Pełna treść raportu z audytu wciąż nie jest znana, a niektóre wątki są nadal badane - wśród nich jest zasadność przekazania w 2023 roku przez LP ponad 250 mln zł na remonty dróg.
Z końcem marca Lasy Państwowe pod nowym kierownictwem poinformowały opinię publiczną o skierowaniu do prokuratury zawiadomienia o możliwości popełnienia przestępstwa przez siedem osób w związku z zamówieniem 2 tys. billboardów, które miały być umiejscowione na terenach leśnych.

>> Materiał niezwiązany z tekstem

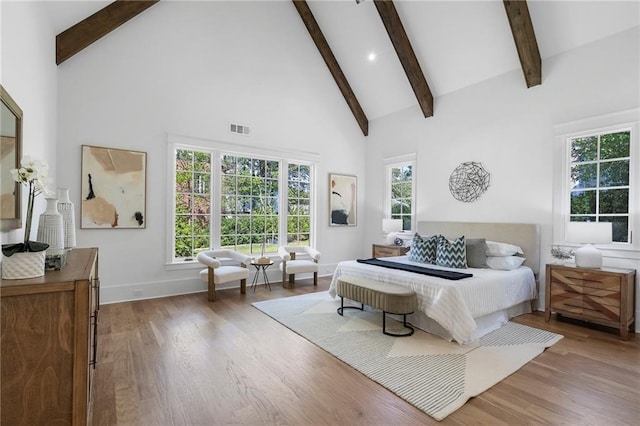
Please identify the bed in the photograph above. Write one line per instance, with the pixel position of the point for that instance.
(466, 309)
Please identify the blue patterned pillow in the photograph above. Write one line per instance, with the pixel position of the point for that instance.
(452, 254)
(423, 249)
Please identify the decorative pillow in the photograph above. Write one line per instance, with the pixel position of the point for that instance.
(502, 249)
(505, 263)
(423, 249)
(451, 254)
(476, 252)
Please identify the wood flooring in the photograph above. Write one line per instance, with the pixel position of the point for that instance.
(186, 361)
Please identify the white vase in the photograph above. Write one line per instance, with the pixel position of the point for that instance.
(23, 265)
(51, 228)
(66, 209)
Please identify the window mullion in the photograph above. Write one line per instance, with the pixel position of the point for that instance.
(216, 198)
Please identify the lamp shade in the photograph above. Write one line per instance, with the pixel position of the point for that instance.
(391, 225)
(589, 232)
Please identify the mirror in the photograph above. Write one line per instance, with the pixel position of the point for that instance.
(10, 155)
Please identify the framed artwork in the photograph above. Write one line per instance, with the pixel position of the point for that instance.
(343, 200)
(114, 185)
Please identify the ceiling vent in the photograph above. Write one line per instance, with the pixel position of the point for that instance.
(239, 129)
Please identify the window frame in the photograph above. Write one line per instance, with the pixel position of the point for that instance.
(564, 134)
(217, 149)
(395, 162)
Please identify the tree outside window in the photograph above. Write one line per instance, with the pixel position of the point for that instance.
(249, 204)
(192, 225)
(402, 194)
(299, 204)
(245, 215)
(599, 181)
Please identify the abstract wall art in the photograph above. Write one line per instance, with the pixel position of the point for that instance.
(113, 188)
(343, 203)
(469, 181)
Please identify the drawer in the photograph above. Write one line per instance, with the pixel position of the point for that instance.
(577, 278)
(600, 295)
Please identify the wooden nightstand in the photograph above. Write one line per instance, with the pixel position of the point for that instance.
(382, 250)
(605, 296)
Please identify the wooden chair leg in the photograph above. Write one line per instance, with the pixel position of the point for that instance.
(211, 296)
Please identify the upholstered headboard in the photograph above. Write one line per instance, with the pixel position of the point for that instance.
(525, 235)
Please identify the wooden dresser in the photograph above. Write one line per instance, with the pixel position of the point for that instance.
(383, 250)
(605, 296)
(48, 347)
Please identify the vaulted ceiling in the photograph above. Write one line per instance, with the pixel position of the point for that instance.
(389, 55)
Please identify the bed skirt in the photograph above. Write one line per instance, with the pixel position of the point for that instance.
(486, 323)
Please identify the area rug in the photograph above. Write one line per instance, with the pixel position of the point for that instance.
(434, 375)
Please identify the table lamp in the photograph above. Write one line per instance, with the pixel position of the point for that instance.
(391, 227)
(589, 233)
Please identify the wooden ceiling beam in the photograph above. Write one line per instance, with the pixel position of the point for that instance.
(402, 45)
(75, 38)
(325, 51)
(525, 39)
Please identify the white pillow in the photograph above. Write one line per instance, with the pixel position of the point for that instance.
(502, 249)
(505, 263)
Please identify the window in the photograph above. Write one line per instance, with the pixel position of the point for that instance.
(599, 176)
(230, 200)
(596, 177)
(192, 225)
(400, 199)
(299, 204)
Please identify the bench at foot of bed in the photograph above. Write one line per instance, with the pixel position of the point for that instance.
(389, 298)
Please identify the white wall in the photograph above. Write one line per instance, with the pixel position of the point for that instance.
(191, 69)
(28, 72)
(508, 128)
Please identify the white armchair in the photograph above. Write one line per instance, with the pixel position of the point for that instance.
(216, 273)
(291, 266)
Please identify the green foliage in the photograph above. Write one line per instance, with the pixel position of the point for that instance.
(249, 202)
(600, 180)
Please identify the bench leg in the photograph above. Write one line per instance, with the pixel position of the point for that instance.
(404, 323)
(341, 309)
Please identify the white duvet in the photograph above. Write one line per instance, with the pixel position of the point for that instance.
(452, 304)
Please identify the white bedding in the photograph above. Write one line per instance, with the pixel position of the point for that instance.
(453, 304)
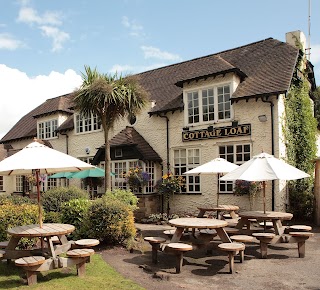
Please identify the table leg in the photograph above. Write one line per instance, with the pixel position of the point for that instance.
(177, 235)
(223, 235)
(201, 213)
(278, 228)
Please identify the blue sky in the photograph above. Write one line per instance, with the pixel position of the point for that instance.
(44, 45)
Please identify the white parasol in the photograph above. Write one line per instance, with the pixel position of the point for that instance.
(264, 167)
(40, 159)
(215, 166)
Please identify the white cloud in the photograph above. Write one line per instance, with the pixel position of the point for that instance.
(153, 52)
(47, 22)
(8, 42)
(30, 16)
(20, 93)
(315, 54)
(135, 29)
(58, 36)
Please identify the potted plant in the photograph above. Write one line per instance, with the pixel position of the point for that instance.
(168, 185)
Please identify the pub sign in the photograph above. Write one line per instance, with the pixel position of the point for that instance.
(218, 132)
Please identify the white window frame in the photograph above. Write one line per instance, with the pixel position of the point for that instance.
(19, 183)
(47, 129)
(198, 91)
(185, 159)
(86, 124)
(1, 183)
(236, 158)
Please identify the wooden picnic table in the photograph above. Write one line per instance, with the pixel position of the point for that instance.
(221, 208)
(275, 217)
(197, 223)
(47, 231)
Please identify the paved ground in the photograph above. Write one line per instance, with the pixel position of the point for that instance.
(281, 270)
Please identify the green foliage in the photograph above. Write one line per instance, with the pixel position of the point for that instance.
(53, 199)
(316, 94)
(12, 215)
(74, 212)
(300, 135)
(110, 220)
(52, 217)
(126, 196)
(15, 199)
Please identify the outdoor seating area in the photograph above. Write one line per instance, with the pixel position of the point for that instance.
(56, 250)
(214, 235)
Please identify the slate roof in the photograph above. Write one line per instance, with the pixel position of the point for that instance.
(130, 137)
(265, 68)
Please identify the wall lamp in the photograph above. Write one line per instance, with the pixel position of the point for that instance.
(263, 118)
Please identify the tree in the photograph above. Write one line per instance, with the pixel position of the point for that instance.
(110, 98)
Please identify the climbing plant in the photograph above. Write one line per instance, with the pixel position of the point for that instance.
(300, 134)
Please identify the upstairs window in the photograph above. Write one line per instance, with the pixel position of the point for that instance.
(47, 129)
(87, 123)
(210, 104)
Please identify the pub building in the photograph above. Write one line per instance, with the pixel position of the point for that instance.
(228, 104)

Zgłoszenie dotyczy naruszenia przepisów zamówień publicznych, zawyżenia kosztów nabycia billboardów, nieuzasadnionego finansowania projektu z Funduszu Leśnego, niegospodarności oraz potencjalnego wykorzystania billboardów w celach politycznych.
Siedem osób, które są wskazane w zgłoszeniu do prokuratury, to członkowie kierownictwa Lasów Państwowych, Ośrodka Kultury Leśnej oraz działu Dyrekcji Generalnej Lasów Państwowych nadzorującego Ośrodek Kultury Leśnej (OKL) w Gołuchowie, a także członkowie zarządu i rady nadzorczej spółki "Bieszczady" należącej do LP. Wśród nich są politycy Suwerennej Polski.
Inną kontrowersyjną kwestią w LP z czasów rządów Zjednoczonej Prawicy jest przejmowanie przez dyrektorów generalnych nieruchomości należących do tej instytucji z upustem 95 proc.
W czwartek 4 kwietnia odbył się briefing wiceministra klimatu i środowiska i Głównego Konserwatora Przyrody Mikołaja Dorożały nt. ustaleń raportu z kontroli wydatkowania środków w Lasach Państwowych.
- W trakcie zeszłorocznej kampanii wyborczej przeznaczono ponad 2,8 mln na działania w nadleśnictwach, które pokrywały się z okręgiem wyborczym byłego dyrektora generalnego Lasów Państwowych (mowa o Józefie Kubicy, działaczu Suwerennej Polski - red.) - powiedział wiceminister zgromadzonym w Sejmie dziennikarzom.